Section 49 of the RLLI provides that “an insurer is subject to liability to the insured for insurance bad faith when it fails to perform…without a reasonable basis for its conduct and with knowledge of its obligation to perform or in reckless disregard of whether it had an obligation to perform.” This rule invites a range of interpretations, and states that “an insurance company is not acting in bad faith when it employs a rigorous claims-handling process, but only when its actions evince a conscious or reckless disregard of a policyholder’s rights and deliberate choice to promote the insurance company’s interests at the policyholder’s expense.” These principles are based off of contract law in the “Restatement Second, Contracts,” and again applies law established in another area to insurers in a way that it has not been done before.
Many legislative and judicial fronts have responded by taking measures to avoid any potential or actual reliance on the RLLI. These responses are necessary considering the differences in each state’s insurance law.
Even before the RLLI was released, Kentucky’s House of Representatives passed a resolution in March 2018 to “urge the [ALI] to materially change the proposed [RLLI], and if meaningful change is not made prior to the final approval of the Restatement, that the Restatement not be afforded recognition by courts as authoritative reference.” After the release of the RLLI, which did not meaningfully change, Kentucky’s House adopted a resolution to oppose the RLLI.
Ohio was the first state to entirely reject the RLLI. Ohio’s legislature amended the Ohio Revised Code of Insurance, R.C. 3901.82, to read: “The [RLLI] that was approved at the 2018 annual meeting of the [ALI] does not constitute the public policy of this state and is not an appropriate subject of notice.” North Dakota followed, adopting a similar bill rejecting the RLLI.
Tennessee’s response to the RLLI legislatively limits an insurer’s duty to defend to reflect the “four corners” rule (the duty only extends to the allegations included in the complaint). The state also amended its insurance statute to formally adopt the “plain meaning rule” of interpretation when dealing with policy language.

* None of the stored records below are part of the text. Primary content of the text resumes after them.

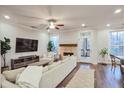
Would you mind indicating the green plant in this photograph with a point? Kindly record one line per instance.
(5, 46)
(103, 52)
(50, 46)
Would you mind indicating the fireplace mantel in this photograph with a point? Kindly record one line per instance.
(68, 45)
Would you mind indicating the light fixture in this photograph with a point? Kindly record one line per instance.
(52, 26)
(118, 11)
(108, 25)
(6, 17)
(48, 30)
(83, 25)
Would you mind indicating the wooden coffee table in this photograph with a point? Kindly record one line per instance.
(41, 63)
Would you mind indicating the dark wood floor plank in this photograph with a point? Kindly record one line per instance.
(104, 76)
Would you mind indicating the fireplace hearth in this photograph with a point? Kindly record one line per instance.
(68, 53)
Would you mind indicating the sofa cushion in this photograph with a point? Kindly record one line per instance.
(12, 74)
(45, 69)
(30, 77)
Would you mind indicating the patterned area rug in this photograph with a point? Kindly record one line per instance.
(84, 78)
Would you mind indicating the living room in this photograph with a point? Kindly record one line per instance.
(62, 40)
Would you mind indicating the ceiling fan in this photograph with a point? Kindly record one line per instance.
(52, 24)
(48, 24)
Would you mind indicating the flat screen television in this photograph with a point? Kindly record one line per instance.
(26, 45)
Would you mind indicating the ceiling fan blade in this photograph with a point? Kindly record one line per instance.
(60, 25)
(56, 27)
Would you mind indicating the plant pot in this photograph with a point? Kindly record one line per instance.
(5, 68)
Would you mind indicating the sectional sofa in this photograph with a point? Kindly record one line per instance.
(52, 75)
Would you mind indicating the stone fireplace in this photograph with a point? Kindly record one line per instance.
(68, 49)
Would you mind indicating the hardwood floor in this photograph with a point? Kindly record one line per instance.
(104, 76)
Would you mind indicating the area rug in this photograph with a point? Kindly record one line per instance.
(84, 78)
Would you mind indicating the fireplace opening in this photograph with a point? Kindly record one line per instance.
(68, 53)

The ALI received a joint letter from the governors of South Carolina, Maine, Texas, Iowa, Nebraska, and Utah stating their concerns that the RLLI did not represent the insurance law in each state.

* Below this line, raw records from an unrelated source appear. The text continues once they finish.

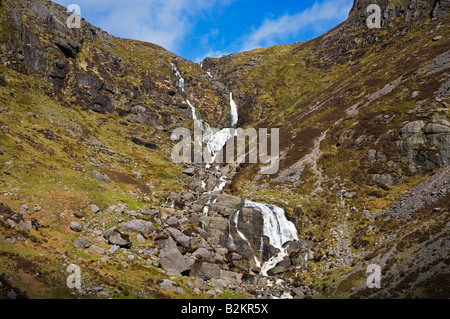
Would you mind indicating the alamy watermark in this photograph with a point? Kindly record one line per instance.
(74, 20)
(374, 278)
(374, 19)
(74, 279)
(210, 147)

The insurance commissioners of Michigan, Idaho, and Illinois also wrote to the ALI expressing their concern that the RLLI does not accurately codify the law and could adversely impact the insurance system.
In reference to the RLLI, the Superior Court of Delaware held “the restatements are mere persuasive authority until adopted by a court; they never, by mere issuance, override controlling case law.” Catlin Specialty Ins. Co. v. CBL & Assocs. Props., 2018 Del. Super. LEXIS 342 at 8 (Super. Ct. Aug. 9, 2018).

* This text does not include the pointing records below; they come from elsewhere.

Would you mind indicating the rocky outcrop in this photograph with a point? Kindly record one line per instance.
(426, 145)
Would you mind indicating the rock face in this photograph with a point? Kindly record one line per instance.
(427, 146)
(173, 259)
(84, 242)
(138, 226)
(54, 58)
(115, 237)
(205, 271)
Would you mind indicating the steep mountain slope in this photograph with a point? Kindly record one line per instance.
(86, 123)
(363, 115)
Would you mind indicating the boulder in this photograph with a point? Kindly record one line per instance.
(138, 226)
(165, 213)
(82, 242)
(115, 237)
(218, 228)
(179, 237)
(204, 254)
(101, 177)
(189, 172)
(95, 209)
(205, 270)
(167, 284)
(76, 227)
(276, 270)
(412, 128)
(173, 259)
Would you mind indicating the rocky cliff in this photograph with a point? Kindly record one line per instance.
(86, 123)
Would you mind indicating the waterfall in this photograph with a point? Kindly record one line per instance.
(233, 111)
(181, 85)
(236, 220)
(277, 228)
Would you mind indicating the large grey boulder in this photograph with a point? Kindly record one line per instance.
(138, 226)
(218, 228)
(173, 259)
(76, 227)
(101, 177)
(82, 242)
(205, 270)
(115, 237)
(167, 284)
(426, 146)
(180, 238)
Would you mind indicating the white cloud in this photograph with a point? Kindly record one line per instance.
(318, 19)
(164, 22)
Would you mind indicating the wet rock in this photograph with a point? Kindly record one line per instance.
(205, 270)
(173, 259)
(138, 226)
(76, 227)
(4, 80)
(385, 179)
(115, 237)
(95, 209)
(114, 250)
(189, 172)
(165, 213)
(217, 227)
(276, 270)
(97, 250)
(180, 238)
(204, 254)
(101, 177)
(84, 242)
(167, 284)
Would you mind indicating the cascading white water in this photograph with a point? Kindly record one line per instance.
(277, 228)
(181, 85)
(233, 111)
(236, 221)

Following the backlash by state governors, legislatures, insurance professionals, and attorneys, it is unclear who will apply the RLLI or how it will be referenced in accordance with established law. It is important for those working in the construction and insurance industries to be aware that the RLLI is unique, and, unlike other Restatements, it is a biased expression of viewpoints and cannot fairly be described as a neutral clarification of established law. This awareness is essential for the advocacy of state insurance law, and for parties adhering to the language in the policy.